When I entered high school at Rancocas Valley Regional High School, I was an average kid. I wasn’t short, and I wasn’t all that tall. I wasn’t super athletic, and I wasn’t completely clumsy. In my high school years, I excelled in band where I was the lead saxophone in various bands starting with my freshman year. I also excelled academically where math and science became a clear passion.

At the beginning of my junior year of high school, I stood at five feet six inches. I weighed one hundred and twenty pounds. I wondered if I would ever grow. And then it started. I stretched. And I stretched. And I stretched some more. When I finished high school, I was six feet one inch.

And my stretching continued into my college years. I traveled across Pennsylvania to pursue a degree in Mechanical Engineering at Grove City College. The academics stretched me, and the social aspects of college stretched me as well. I jumped into many campus activities and groups, and I eventually took on many leadership roles in these groups. Towards the end of my time at Grove City, I also met a beautiful young lady who captured my heart.

I graduated from Grove City and eventually asked this young lady to be my wife. I recall our first year of marriage with great fondness, but I also remember this time as a period of stretching as we both adjusted to married life while living in Hatfield, Pennsylvania.

A year and a half after our wedding, we welcomed our first child, a daughter. Hannah’s arrival stretched me to become less self-focused and more focused on others. She stretched me to make sure family and faith remained a top priority in my life.

Two and a half years later, Isaac joined our family. He brought lots of laughter into the house, but his arrival also brought challenges that shook my world. A few months after his arrival, my wife became ill resulting in an extended hospital stay, a prolonged recovery, and an added weight to my shoulders that I had not expected. This time of my life caused all kinds of stretching. I learned to lean on friends and family. I learned to let go of things I once viewed as important. And I grew in my faith.

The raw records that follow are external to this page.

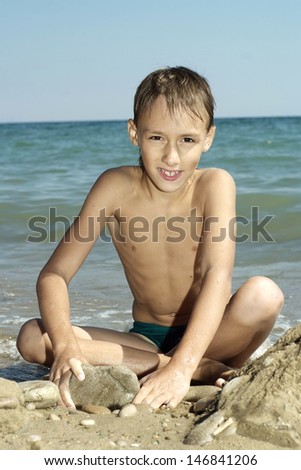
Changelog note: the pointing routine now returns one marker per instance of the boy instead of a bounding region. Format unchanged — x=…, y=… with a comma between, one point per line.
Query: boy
x=172, y=226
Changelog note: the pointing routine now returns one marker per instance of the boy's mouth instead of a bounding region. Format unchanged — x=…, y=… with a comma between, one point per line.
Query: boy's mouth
x=169, y=174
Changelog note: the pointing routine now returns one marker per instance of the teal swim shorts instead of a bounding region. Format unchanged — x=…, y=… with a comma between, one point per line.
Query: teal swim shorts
x=165, y=337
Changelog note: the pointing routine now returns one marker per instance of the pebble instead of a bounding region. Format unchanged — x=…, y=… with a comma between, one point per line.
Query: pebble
x=30, y=406
x=9, y=403
x=87, y=422
x=34, y=438
x=54, y=417
x=128, y=411
x=96, y=409
x=121, y=443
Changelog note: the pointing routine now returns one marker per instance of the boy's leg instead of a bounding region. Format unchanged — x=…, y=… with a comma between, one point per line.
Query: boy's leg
x=247, y=322
x=99, y=346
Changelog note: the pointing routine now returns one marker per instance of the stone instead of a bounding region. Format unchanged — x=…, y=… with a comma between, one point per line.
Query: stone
x=263, y=401
x=96, y=409
x=41, y=393
x=109, y=386
x=128, y=410
x=10, y=390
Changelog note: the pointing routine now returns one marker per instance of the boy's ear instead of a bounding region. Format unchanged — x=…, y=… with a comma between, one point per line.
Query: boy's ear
x=209, y=138
x=133, y=132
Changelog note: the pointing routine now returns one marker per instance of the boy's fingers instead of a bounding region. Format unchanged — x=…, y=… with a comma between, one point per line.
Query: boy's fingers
x=76, y=367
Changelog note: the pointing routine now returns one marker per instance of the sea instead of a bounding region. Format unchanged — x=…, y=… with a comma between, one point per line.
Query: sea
x=46, y=172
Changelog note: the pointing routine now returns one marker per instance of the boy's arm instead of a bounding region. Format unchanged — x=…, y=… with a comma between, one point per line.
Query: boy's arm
x=169, y=384
x=53, y=281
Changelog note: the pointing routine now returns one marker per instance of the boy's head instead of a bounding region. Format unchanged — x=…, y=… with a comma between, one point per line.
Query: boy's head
x=182, y=89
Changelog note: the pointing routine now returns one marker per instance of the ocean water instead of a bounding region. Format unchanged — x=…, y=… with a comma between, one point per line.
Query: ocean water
x=47, y=170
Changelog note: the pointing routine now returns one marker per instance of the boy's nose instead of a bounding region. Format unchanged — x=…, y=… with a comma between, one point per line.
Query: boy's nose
x=171, y=156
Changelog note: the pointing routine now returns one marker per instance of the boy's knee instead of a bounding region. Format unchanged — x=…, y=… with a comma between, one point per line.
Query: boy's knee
x=268, y=294
x=27, y=338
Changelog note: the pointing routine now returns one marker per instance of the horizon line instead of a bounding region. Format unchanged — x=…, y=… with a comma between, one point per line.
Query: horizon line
x=61, y=121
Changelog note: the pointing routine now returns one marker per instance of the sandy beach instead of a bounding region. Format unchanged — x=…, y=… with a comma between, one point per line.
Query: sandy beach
x=258, y=409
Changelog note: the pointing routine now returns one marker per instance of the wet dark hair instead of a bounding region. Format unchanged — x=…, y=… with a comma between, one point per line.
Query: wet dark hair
x=181, y=87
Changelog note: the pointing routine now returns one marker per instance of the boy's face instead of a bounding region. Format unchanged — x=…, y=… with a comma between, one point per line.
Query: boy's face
x=171, y=144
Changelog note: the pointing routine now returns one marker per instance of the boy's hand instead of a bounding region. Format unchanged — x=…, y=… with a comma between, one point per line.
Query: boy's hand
x=165, y=386
x=61, y=373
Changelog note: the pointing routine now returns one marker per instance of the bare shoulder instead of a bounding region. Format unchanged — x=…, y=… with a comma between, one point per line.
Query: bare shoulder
x=217, y=176
x=116, y=180
x=217, y=189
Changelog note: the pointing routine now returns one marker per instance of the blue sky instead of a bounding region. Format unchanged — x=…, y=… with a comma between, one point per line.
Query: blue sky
x=83, y=59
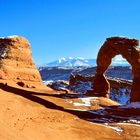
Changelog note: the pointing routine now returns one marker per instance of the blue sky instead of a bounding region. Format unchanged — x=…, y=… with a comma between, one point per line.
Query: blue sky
x=63, y=28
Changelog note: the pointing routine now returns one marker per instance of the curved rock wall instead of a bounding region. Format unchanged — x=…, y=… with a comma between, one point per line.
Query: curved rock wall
x=128, y=49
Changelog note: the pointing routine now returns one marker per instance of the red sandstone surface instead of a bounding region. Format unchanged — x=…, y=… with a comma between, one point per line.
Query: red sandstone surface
x=40, y=113
x=128, y=49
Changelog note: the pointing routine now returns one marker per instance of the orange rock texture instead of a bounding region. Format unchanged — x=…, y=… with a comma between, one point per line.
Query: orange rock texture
x=118, y=46
x=16, y=62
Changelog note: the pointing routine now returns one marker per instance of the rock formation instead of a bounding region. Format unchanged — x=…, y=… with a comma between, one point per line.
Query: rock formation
x=16, y=62
x=128, y=49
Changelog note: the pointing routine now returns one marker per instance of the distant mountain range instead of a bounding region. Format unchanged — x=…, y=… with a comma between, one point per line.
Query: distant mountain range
x=74, y=62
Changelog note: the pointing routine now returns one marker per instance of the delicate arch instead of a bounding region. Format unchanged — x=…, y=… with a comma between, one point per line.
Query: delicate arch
x=118, y=46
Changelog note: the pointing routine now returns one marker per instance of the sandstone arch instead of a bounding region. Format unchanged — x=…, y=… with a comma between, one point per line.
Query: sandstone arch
x=118, y=46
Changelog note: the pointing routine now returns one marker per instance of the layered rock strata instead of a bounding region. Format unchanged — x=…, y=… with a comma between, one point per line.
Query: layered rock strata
x=16, y=62
x=118, y=46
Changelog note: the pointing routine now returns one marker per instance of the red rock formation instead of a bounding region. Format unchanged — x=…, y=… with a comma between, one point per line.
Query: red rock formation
x=112, y=47
x=16, y=62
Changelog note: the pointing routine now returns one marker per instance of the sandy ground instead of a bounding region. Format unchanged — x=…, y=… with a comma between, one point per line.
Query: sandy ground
x=43, y=114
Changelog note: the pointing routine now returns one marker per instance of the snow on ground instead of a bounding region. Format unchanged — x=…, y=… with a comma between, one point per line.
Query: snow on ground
x=86, y=101
x=132, y=105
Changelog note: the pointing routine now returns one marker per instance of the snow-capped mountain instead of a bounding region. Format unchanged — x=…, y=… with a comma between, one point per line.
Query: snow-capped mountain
x=72, y=62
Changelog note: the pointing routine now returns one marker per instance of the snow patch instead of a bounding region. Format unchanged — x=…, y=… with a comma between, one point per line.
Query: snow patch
x=132, y=105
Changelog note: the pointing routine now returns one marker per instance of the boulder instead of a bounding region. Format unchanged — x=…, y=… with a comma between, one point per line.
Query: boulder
x=118, y=46
x=16, y=62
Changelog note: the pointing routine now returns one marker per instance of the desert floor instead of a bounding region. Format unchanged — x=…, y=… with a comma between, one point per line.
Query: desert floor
x=44, y=114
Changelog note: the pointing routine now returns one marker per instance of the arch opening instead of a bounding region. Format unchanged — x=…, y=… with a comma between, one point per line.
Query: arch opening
x=112, y=47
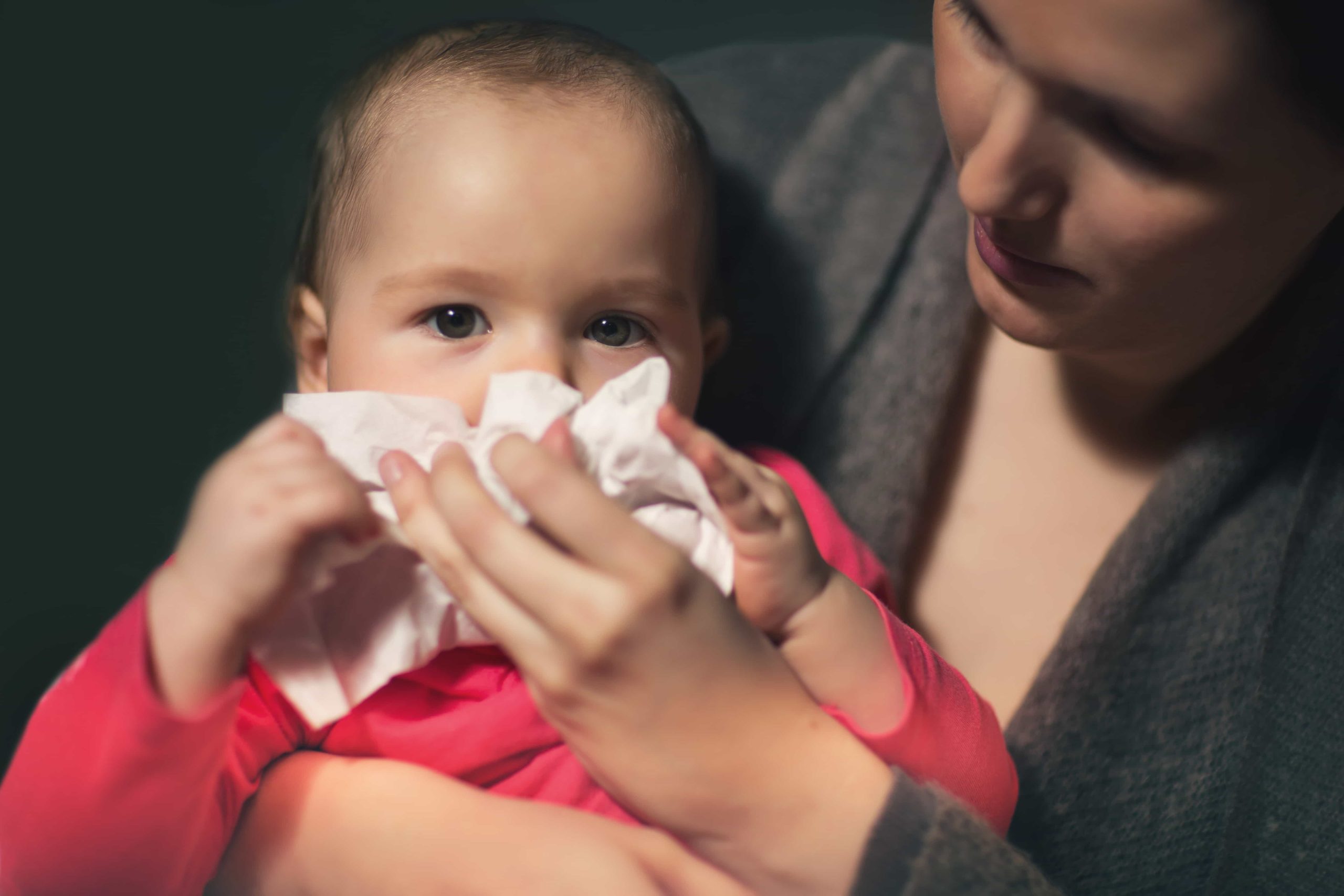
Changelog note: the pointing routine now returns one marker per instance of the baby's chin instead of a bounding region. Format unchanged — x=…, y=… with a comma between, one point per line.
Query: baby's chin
x=1043, y=318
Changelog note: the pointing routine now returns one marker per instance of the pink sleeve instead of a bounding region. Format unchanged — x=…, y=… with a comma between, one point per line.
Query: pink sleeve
x=112, y=793
x=948, y=734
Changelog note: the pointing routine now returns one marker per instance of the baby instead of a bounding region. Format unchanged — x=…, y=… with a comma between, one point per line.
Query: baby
x=490, y=198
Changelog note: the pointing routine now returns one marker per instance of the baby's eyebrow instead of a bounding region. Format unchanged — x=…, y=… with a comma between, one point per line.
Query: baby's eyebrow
x=651, y=289
x=443, y=277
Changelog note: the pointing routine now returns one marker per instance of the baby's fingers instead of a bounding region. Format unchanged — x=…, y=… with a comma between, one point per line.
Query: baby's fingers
x=733, y=479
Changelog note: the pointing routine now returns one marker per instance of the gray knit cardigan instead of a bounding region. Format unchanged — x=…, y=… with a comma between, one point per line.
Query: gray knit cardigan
x=1186, y=734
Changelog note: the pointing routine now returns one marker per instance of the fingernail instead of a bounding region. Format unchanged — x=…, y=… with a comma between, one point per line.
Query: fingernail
x=390, y=468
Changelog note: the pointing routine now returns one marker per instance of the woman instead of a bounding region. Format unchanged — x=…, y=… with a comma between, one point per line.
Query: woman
x=1112, y=486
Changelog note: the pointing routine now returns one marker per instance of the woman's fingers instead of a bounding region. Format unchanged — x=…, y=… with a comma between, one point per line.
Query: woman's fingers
x=733, y=479
x=429, y=534
x=529, y=570
x=569, y=508
x=560, y=441
x=279, y=428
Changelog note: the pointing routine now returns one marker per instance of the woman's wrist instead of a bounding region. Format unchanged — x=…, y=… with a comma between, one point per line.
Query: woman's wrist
x=839, y=648
x=815, y=797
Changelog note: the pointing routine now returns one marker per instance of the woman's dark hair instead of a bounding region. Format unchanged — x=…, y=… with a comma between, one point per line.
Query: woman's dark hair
x=1304, y=38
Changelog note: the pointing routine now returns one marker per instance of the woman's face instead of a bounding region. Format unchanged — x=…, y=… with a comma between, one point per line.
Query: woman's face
x=1139, y=187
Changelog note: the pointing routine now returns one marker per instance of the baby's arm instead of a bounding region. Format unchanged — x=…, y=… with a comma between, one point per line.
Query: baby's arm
x=133, y=767
x=111, y=792
x=808, y=582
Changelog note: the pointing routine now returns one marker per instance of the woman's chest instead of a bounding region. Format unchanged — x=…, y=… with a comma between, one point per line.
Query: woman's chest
x=1022, y=520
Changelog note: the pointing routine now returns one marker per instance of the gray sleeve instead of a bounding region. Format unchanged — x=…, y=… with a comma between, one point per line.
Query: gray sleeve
x=826, y=155
x=927, y=844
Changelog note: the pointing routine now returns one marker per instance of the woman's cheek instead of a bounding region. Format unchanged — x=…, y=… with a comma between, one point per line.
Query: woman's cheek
x=1128, y=227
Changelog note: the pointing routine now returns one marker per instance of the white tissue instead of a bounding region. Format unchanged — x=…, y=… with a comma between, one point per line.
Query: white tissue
x=380, y=612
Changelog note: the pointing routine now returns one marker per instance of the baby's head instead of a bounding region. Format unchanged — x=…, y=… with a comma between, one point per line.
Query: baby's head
x=506, y=196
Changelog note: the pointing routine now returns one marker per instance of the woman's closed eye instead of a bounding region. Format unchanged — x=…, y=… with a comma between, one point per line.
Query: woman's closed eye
x=617, y=331
x=459, y=321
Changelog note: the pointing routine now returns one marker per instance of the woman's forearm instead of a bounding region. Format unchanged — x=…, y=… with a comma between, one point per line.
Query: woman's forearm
x=812, y=801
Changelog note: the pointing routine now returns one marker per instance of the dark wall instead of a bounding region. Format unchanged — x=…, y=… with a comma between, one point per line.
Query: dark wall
x=154, y=168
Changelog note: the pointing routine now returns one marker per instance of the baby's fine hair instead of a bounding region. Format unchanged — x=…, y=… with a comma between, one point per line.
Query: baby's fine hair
x=563, y=62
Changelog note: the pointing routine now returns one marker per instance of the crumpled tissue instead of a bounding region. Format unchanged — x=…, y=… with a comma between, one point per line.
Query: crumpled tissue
x=378, y=612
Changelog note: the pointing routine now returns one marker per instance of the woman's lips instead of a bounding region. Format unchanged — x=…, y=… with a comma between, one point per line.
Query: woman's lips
x=1016, y=269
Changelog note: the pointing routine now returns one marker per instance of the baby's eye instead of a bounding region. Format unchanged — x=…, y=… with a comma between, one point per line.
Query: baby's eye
x=616, y=331
x=459, y=321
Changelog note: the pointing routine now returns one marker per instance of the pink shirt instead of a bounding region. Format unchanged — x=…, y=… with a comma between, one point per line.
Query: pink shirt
x=113, y=793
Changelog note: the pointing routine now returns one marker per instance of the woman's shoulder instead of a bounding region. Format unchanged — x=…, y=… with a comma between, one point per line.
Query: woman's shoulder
x=757, y=101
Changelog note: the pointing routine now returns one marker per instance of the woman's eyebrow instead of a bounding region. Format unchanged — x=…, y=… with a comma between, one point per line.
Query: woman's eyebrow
x=1077, y=94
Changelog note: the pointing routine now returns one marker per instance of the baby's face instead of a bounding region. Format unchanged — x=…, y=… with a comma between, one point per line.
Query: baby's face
x=503, y=234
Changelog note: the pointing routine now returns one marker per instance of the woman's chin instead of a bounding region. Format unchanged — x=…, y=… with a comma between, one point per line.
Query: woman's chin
x=1019, y=312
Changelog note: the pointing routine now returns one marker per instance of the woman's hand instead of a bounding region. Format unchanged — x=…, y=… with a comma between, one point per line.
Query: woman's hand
x=366, y=827
x=675, y=704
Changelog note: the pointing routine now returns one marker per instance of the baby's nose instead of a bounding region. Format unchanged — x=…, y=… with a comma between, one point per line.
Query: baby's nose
x=548, y=358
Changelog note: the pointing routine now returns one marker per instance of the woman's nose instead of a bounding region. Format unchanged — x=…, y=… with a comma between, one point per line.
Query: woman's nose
x=1014, y=171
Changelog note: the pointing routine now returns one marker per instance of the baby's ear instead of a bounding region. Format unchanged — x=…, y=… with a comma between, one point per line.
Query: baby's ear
x=308, y=331
x=716, y=335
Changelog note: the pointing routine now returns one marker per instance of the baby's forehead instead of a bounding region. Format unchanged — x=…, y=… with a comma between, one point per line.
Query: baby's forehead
x=575, y=193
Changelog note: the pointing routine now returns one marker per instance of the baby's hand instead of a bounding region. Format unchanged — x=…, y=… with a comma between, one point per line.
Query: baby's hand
x=777, y=567
x=257, y=527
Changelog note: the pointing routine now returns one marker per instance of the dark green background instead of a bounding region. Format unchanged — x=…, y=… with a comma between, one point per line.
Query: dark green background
x=155, y=159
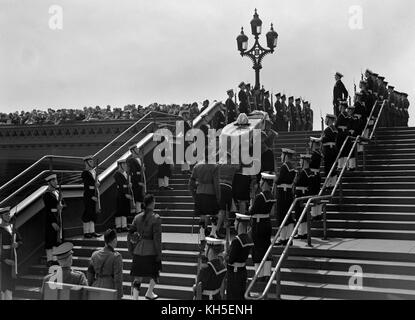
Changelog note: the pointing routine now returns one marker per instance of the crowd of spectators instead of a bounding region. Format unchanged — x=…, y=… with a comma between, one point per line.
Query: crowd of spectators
x=90, y=114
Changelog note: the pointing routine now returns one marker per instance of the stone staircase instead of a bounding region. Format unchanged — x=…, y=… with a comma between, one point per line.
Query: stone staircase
x=373, y=230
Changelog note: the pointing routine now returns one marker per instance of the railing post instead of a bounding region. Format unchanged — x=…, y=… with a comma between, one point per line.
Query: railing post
x=309, y=227
x=278, y=285
x=50, y=164
x=324, y=221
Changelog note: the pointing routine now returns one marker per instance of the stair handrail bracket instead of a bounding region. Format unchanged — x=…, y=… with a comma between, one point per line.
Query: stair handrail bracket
x=310, y=199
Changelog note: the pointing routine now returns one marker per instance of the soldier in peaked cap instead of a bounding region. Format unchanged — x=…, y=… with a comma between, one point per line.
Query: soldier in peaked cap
x=211, y=276
x=68, y=276
x=243, y=99
x=10, y=240
x=339, y=93
x=302, y=189
x=231, y=107
x=91, y=184
x=285, y=195
x=52, y=199
x=237, y=257
x=315, y=183
x=261, y=223
x=329, y=139
x=342, y=126
x=124, y=196
x=136, y=173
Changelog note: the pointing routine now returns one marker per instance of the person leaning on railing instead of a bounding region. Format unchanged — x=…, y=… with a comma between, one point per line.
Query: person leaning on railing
x=105, y=268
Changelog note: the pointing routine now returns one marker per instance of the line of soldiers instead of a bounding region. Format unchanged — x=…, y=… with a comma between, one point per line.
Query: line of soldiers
x=219, y=190
x=395, y=113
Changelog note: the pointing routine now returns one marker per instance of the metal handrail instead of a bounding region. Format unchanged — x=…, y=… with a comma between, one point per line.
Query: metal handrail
x=131, y=127
x=126, y=143
x=27, y=184
x=35, y=164
x=309, y=199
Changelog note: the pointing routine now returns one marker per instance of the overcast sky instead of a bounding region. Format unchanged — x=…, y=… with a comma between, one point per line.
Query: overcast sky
x=180, y=51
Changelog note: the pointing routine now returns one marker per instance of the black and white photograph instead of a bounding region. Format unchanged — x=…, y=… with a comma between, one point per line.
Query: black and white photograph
x=206, y=156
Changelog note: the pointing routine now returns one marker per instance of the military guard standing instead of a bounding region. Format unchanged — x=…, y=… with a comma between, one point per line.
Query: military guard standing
x=340, y=93
x=302, y=189
x=330, y=151
x=210, y=278
x=261, y=223
x=237, y=257
x=342, y=126
x=124, y=197
x=136, y=176
x=243, y=99
x=285, y=195
x=268, y=108
x=9, y=242
x=105, y=268
x=91, y=192
x=52, y=199
x=64, y=255
x=315, y=183
x=231, y=107
x=204, y=187
x=292, y=111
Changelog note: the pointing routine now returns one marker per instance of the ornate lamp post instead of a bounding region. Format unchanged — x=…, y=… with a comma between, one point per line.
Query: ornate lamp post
x=257, y=52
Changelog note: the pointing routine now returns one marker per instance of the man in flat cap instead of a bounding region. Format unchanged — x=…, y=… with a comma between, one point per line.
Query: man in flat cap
x=136, y=176
x=105, y=268
x=52, y=199
x=91, y=192
x=64, y=273
x=210, y=278
x=9, y=241
x=340, y=93
x=231, y=107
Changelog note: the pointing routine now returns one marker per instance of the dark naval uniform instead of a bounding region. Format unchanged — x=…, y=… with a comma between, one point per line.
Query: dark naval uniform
x=315, y=164
x=342, y=126
x=261, y=224
x=123, y=203
x=237, y=275
x=285, y=195
x=69, y=276
x=231, y=109
x=211, y=277
x=90, y=213
x=302, y=189
x=243, y=102
x=53, y=238
x=329, y=149
x=8, y=276
x=137, y=179
x=339, y=93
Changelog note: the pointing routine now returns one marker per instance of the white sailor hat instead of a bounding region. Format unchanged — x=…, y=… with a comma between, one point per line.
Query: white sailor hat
x=288, y=151
x=267, y=176
x=315, y=140
x=242, y=217
x=51, y=177
x=4, y=210
x=132, y=147
x=63, y=251
x=212, y=242
x=331, y=116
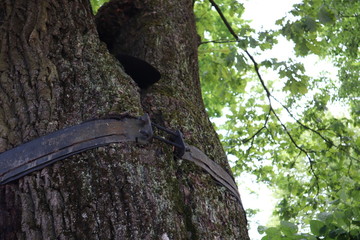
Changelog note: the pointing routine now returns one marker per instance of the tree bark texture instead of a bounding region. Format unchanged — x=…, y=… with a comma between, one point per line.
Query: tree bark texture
x=55, y=72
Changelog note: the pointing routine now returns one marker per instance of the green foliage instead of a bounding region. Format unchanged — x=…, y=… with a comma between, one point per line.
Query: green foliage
x=286, y=131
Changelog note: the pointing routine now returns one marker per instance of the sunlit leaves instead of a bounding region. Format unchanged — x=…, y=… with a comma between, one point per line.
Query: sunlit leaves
x=300, y=146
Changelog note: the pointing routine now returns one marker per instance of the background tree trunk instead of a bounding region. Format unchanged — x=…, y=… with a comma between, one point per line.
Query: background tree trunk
x=55, y=72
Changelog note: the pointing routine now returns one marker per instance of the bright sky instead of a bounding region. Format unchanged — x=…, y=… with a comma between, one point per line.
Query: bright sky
x=263, y=14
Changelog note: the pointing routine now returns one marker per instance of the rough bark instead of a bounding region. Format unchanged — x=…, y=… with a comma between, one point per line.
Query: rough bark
x=55, y=72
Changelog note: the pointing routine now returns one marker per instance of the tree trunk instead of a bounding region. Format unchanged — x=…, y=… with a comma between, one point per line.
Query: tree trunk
x=55, y=72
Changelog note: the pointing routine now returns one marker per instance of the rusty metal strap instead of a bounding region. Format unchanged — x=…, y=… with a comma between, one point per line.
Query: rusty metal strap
x=45, y=150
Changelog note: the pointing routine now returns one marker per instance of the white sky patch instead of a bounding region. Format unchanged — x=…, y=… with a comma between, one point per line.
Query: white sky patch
x=263, y=15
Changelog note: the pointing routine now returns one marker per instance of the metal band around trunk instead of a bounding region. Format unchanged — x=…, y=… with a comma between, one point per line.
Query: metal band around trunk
x=45, y=150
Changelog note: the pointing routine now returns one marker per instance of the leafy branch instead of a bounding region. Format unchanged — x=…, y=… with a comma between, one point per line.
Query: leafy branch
x=269, y=95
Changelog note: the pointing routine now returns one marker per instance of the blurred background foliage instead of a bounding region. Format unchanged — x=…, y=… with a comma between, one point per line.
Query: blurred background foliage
x=295, y=132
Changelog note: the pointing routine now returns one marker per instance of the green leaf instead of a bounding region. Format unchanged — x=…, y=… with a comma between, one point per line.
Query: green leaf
x=317, y=227
x=288, y=228
x=326, y=16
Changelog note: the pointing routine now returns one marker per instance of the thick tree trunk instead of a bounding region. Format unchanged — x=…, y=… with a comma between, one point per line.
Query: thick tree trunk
x=55, y=72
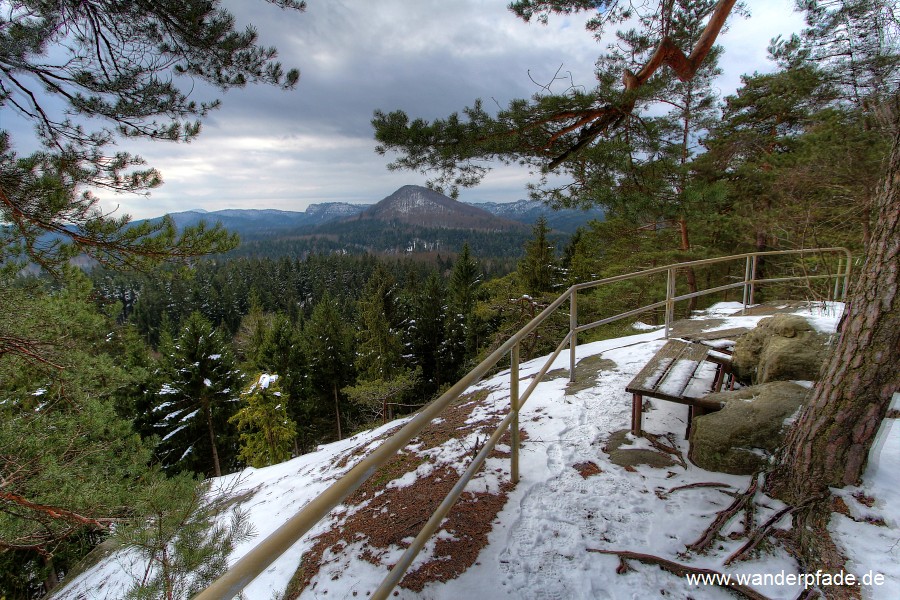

Life has brought other stretching experiences along the way. Earning my professional engineers license was a stretching experience. Completing my MBA degree was a stretching experience. Going to Guatemala the past two summers provided multiple stretching experiences. And writing and releasing my first book last month was another stretching experience.

Along life’s journey, I’ve learned some things about stretching worth sharing with you today:

  1. Stretching happens. We can’t always control the circumstances around us, but we can be certain that life will send us things that stretch us. Accept stretch. Embrace stretch.
  1. Stretching can be painful. I have a bulging disc in my lower back. It flares up from time to time. When it flares up, I have stretches to do which help the bulging disc pain to go away. When I do the stretches though, it hurts. In life, we will face many stretching things in our lives. Many of these things will be painful. This is just how it is.
  1. Stretching is helpful. “What doesn’t kill you makes you stronger.” Stretching improves strength and flexibility. Stretching helps us grow. It helps us achieve new things and reach new heights.
  1. Stretching is worth sharing. Over the past seven years, I have been blogging about life’s stretch marks at my blog called Jon Stolpe Stretched. I write on the blog to reflect on stretching experiences in my life. And I also write to encourage others to stretch.

You too have a stretch story worth sharing. I’m certain you’ve faced challenges in your life that have caused you to stretch like a rubber band. Your story matters. You have something worth sharing with others. Your story of stretch could be a catalyst for something great in someone else’s life.

As I wrap things up, I’m thankful for my nickname. Stretch seems like such an appropriate name for someone who has grown from a six pound baby to a six-foot six-inch man. I’m excited to see where my life of stretching takes me, and I look forward to sharing parts of it with you as I step into membership in Toastmasters.

Thank you!

When was the last time you gave a speech?  If you were going to give an Ice Breaker speech for the Stretched Community, what is something you’d share in the speech?